A bright and dazzling death of a star

A supernova shines in the whirlpool galaxy these nights; you can see it with a small telescope.

These nights, the night sky hosts a new star that can be observed with the help of a small telescope. This star is actually the death of a massive star that, over 85,000 years ago, scattered the building blocks of everything in its glorious end.

All the elements of our bodies were created in the heart of stars and were once inside a star. We are made of stardust.

You may have heard one of the various versions of the above statement, mainly attributed to Carl Sagan, the renowned American science popularizer and astronomer.

The point that some of us have yet to consider is that this statement and quote is not an emotional or poetic expression.

This is a scientific fact.

The materials within your body, forming each of your organs and your surrounding environment, once inside a star and, in the truest sense of the word, were in the heart of a star.

We live on a planet that contains a combination of heavy elements within itself. Our bodies are composed of various compounds, primarily based on carbon compounds. Iron flows in our blood; without heavier elements, neither we nor our Earth would exist.

But where have these elements formed?

To answer this question, we need to go back in time.

About 14 and a half billion years ago, when our universe came into existence, probably during a climatic event called the Bigbang, the first elements formed were hydrogen and a small amount of helium.

There was no other element in the universe until vast clouds of hydrogen came together and, under gravitational pressure, gradually gave birth to the initial stars.

In the core of a star (like our Sun), hydrogen, under gravitational pressure, initiates the fusion process and transforms into helium (the next heavy element). When the primary fuel in the core runs off, this fusion furnace is turned off; gravitational pressure again causes the creation of another layer of the nucleus in the center, which, this time, converts helium into the next heavy element.

The fusion process, which transforms lighter elements into heavier ones, along with energy release, is only possible for elements lighter than iron. When it reaches iron, instead of releasing energy, the fusion process accompanies energy acquisition, and this is where the energy release process from fusion turns into fission. Heavier elements need to be split to release lighter elements and energy, which happens inside nuclear reactors on Earth.

In the core of a star like the Sun, all elements heavier than hydrogen and lighter than iron are produced by fusion. If carbon exists in our bodies, this carbon has definitely and certainly been made in the heart of a star and scattered in space and has been employed in the formation of our solar system and has entered our bodies in that process.

But how have elements heavier than iron come into existence?

They come into existence from the heart of some of the most dazzling explosions in the universe.

These explosions, known as supernovas, are one of the main producers of these elements.

One kind of this supernova (type II supernova) is the glorious and awe-inspiring deaths of massive stars. If the mass of a star is more than eight times the mass of our Sun, ultimately, in its prominent death, it will turn into a supernova.

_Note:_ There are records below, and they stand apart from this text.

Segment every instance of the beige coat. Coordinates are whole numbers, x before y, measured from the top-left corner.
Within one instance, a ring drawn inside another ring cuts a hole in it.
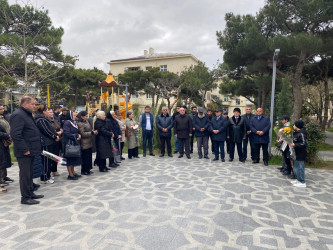
[[[133,148],[138,147],[139,146],[139,143],[138,143],[139,128],[137,128],[135,130],[133,129],[133,126],[137,125],[137,123],[133,119],[130,120],[127,118],[125,125],[131,134],[129,137],[126,137],[127,148],[133,149]]]
[[[120,130],[121,130],[121,139],[120,139],[120,142],[125,142],[125,128],[126,128],[126,125],[123,121],[123,119],[116,119],[118,124],[119,124],[119,127],[120,127]]]

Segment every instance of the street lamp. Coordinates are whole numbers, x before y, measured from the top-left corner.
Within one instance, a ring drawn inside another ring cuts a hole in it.
[[[271,128],[269,130],[269,148],[268,151],[271,154],[272,152],[272,135],[273,135],[273,118],[274,118],[274,95],[275,95],[275,77],[276,77],[276,62],[278,60],[278,55],[280,53],[280,49],[275,49],[273,55],[273,75],[272,75],[272,91],[271,91],[271,112],[270,112],[270,120],[271,120]]]

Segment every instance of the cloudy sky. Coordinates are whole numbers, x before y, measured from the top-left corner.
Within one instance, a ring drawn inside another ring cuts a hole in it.
[[[16,1],[10,0],[9,3]],[[17,1],[26,3],[25,0]],[[64,53],[77,67],[109,71],[108,61],[156,53],[191,53],[212,68],[222,60],[216,31],[224,15],[255,14],[264,0],[30,0],[65,30]]]

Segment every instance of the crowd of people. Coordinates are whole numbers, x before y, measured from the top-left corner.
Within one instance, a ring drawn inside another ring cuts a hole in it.
[[[174,153],[179,153],[178,158],[184,157],[185,154],[191,159],[195,137],[199,159],[209,159],[209,140],[211,140],[213,161],[225,162],[226,146],[229,162],[234,161],[237,148],[238,160],[244,163],[250,143],[252,163],[259,163],[262,150],[263,163],[268,166],[271,123],[263,114],[262,108],[256,110],[256,115],[252,113],[251,107],[246,107],[246,113],[243,115],[239,108],[235,108],[233,116],[229,118],[228,113],[222,112],[221,109],[216,109],[213,115],[211,110],[205,112],[202,107],[192,107],[190,114],[187,114],[187,107],[183,105],[177,106],[172,116],[167,107],[162,107],[161,114],[155,118],[151,108],[146,106],[138,122],[135,121],[132,111],[127,112],[126,117],[124,121],[119,110],[107,113],[97,110],[89,117],[86,111],[78,113],[77,110],[67,110],[60,106],[52,109],[45,104],[36,105],[32,97],[25,96],[21,99],[20,107],[9,119],[4,115],[4,107],[0,105],[2,192],[6,192],[6,186],[13,182],[6,171],[12,165],[9,152],[9,145],[12,142],[20,171],[21,203],[34,205],[39,204],[38,199],[43,198],[43,195],[35,194],[40,185],[34,183],[33,178],[39,177],[41,184],[52,184],[55,177],[59,176],[57,162],[49,159],[43,151],[54,155],[62,154],[66,159],[67,179],[76,181],[82,175],[93,174],[93,165],[97,165],[100,172],[117,168],[125,160],[122,155],[125,142],[128,159],[139,158],[140,143],[142,143],[143,157],[147,156],[147,144],[149,155],[155,156],[154,124],[161,142],[160,157],[164,157],[166,153],[168,157],[173,157],[171,138],[174,136]],[[284,126],[289,126],[289,117],[283,116],[282,123]],[[284,175],[290,175],[290,178],[297,178],[293,180],[294,186],[304,187],[306,186],[304,123],[295,122],[294,130],[293,142],[288,143],[287,148],[284,147],[283,167],[280,170]],[[142,131],[142,142],[139,142],[140,131]],[[283,143],[281,138],[278,138],[278,141]],[[295,149],[296,158],[291,156],[291,148]],[[95,152],[96,158],[93,160]],[[75,170],[76,166],[81,166],[80,172]]]

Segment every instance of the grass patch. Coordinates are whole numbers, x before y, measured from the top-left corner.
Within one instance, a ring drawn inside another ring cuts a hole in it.
[[[17,159],[14,156],[14,144],[13,143],[10,144],[9,150],[10,150],[10,157],[12,158],[12,162],[17,162]]]
[[[274,155],[268,160],[269,165],[279,165],[282,166],[282,156]]]
[[[327,128],[326,131],[333,133],[333,127]]]
[[[333,151],[333,146],[324,142],[318,146],[318,150],[319,151]]]
[[[318,169],[325,169],[325,170],[333,170],[333,161],[319,161],[313,165],[306,165],[307,168],[318,168]]]

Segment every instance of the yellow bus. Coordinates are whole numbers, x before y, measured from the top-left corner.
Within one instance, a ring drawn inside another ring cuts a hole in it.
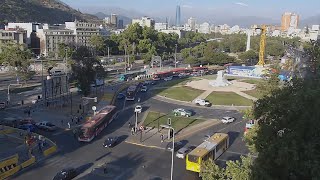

In these conditions, the core of such a central star will increase in mass by one and a half times the mass of our Sun, and the radiation resulting from energy conversion in the core will no longer be able to resist gravitational pressure. Gravity causes the star to collapse upon itself. The tremendous pressure in the core causes the inner core structures to break apart, leading to the star’s explosion. During this explosion, heavier elements than iron are formed, scattered into interstellar space along with intense storms of matter and radiation.

Such an explosion is so terrifying and radiant that the star’s death’s brightness exceeds its host galaxy’s overall brightness for several days. It has been a long time since a supernova has been observed in our galaxy. The last time our galaxy witnessed the illumination of a supernova was in the year 1604 AD. However, the most famous example of a supernova is the one from 1054. The supernova that exploded in the constellation Taurus was so brilliant that it could be seen in the daylight sky, surpassing even the brightest celestial object after the Sun in the night sky. Reports of recording this supernova range from China to North America, and today its remnants can still be seen in the sky, known as the Crab Nebula (M1).

The study of these supernovae is extremely important for astronomers.

Now, these nights, a new supernova has been illuminated in the constellation Ursa Major. This star, named SN 2023 ixf, is actually located within a galaxy called the Whirlpool Galaxy or M101. This galaxy, located 85,000 light-years away from Earth, is one of the familiar objects in the night sky for stargazers. With a regular binocular, you can observe this galaxy in the direction of the Ursa Major constellation on a clear night. The angle of this spiral galaxy in the sky has made it an attractive subject for astrophotographers to capture it.

On May 19th, a new star was born in the arm of this galaxy. In fact, it should be said that on that night, a star ended its life and transformed into a magnificent supernova. Over the next two nights, the brightness of this supernova increased, and now it has reached a level where you can observe it with the help of a small 4.5-inch telescope.

The brightness of this star is now comparable to the brightness of the core of this galaxy, but in the coming days, it will gradually diminish.

Even if you don’t have access to powerful astronomical tools, you can look towards the location of this galaxy in the direction of the Ursa Major constellation on these nights and remember that 85,000 years ago, a star scattered the seeds of life into space of the galaxy with its death, and now its light has reached us.